There are other languages that were using github pull requests but currently we have found that some of them will need a cleanup in order to be useful (for the machine learning engine) and that’s why from now on we want to make sure the sentences we include are properly reviewed to avoid having to do another cleanup in the future.
The good news is that this should not stop any efforts collecting sentences, in early January, as soon as we have the tool ready we will be able to mass import them and use the tool for doing a proper review and approval.
Sorry for nitpicking, but CC0 is not Public Domain, according to Creative Commons wiki:
https://wiki.creativecommons.org/wiki/CC0_FAQ
I think it could be more accurate to say that the project accepts sentences from CC0 and Public domain sources.
Hi @jumasheff I consulted with our legal team to make sure I was giving you the best answer and they let me know that CC0 is a dedication to the public domain (to the maximum extent possible). In fact, the license is called “Public Domain Dedication.” Let me know if you have any specific questions about this or would like further clarification.
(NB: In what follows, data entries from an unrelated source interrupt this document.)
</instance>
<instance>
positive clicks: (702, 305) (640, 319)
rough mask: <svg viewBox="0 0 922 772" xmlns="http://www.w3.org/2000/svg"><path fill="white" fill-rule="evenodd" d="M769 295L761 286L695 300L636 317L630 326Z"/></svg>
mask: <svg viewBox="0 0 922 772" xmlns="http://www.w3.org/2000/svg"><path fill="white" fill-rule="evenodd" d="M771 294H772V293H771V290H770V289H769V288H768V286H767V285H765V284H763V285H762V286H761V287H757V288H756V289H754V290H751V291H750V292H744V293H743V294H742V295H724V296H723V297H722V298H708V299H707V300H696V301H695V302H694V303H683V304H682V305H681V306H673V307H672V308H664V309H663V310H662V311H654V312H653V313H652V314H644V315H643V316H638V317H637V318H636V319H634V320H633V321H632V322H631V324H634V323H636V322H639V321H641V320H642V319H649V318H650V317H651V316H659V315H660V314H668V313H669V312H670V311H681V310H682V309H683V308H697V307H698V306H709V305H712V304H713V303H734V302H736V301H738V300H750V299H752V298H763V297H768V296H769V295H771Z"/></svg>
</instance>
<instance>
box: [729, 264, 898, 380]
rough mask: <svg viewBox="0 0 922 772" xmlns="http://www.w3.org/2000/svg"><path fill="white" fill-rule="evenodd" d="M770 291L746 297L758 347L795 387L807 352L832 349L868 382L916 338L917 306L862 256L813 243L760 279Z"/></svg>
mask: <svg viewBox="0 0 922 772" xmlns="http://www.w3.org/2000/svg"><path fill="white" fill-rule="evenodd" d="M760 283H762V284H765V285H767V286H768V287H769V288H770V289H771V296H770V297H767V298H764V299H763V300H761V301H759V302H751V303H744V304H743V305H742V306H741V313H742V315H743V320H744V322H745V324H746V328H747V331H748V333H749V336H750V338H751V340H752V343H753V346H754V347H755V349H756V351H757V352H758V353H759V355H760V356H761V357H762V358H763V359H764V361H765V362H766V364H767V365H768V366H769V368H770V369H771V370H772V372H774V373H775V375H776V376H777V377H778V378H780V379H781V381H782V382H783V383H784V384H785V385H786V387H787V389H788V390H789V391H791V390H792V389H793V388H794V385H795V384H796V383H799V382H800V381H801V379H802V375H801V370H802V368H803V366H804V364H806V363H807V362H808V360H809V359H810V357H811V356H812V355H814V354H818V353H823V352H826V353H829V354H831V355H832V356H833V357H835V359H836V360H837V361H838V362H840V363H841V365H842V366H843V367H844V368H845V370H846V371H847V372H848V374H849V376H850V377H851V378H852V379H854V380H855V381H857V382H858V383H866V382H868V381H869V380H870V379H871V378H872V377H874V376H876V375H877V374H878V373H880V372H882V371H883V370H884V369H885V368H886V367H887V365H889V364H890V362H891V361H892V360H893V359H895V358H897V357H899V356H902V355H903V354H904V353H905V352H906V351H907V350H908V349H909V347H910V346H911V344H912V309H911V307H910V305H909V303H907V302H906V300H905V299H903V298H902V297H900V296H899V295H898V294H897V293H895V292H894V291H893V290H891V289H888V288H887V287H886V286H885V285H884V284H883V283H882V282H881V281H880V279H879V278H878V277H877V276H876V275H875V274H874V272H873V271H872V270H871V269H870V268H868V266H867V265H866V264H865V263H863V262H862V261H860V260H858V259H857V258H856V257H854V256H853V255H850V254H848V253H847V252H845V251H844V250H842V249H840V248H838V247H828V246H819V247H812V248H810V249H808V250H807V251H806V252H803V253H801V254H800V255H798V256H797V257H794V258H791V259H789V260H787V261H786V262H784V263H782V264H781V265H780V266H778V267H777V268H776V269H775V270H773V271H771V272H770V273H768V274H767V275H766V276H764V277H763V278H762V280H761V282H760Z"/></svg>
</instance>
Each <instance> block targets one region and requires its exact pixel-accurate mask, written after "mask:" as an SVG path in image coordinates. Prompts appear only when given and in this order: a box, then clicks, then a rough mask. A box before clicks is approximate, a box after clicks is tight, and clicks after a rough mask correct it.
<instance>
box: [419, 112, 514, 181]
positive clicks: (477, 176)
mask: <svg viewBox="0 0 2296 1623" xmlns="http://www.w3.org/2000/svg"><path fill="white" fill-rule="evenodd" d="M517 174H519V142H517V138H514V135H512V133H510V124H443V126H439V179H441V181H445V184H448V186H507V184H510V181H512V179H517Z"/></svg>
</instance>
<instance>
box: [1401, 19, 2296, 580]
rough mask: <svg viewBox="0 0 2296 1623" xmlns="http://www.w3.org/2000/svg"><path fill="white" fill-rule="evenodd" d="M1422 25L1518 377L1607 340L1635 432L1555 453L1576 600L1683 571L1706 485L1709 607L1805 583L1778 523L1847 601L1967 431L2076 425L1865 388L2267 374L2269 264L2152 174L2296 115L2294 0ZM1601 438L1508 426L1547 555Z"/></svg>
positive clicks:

I want to note that we have just launched the sentence collection tool
In Spanish we have collected enough sentences and reviewed them and translated the website, but the language is still not enabled for voice recording. When will Spanish be enabled for voice recording?
That’s awesome to hear! Atm I still have to run a script & redeploy to make a language available. I’ll try to get that done this week.
Salute! Pote io traducer iste communication in interlingua? Gratias. Vos pote responder in: anglese, italiano, espaniol, francese o portugese. Gratias.
Since the bn-Wikipedia scraping is on hold for the rust-punkt issue. Meanwhile, I would like to know about the legality of using sentences from other public domain sources for the mainly for the Bengali languge such as:
which may be a bit problematic legally but the quality of the data is good in the sense that its scrapped from the web hence contains actual coloquial language. And this corpus contains data for most languages.
The other is
https://cse.iitkgp.ac.in/~pabitra/shruti_corpus.html
this is another CC0 data set collected by a university to help evaluation of automatic speech recognition systems. Hence can be a good validation data set.
OSCAR was actually already suggested in the past, but for legal reasons a decision has been made not to utilise it. See Using OSCAR corpus sentences . I would have to invest a bit more time into checking the second source you provided to be able to provide some valid input regarding that, but at first glance it seems more like an already complete unrelated voice dataset, and not like a great source of sentences for common voice.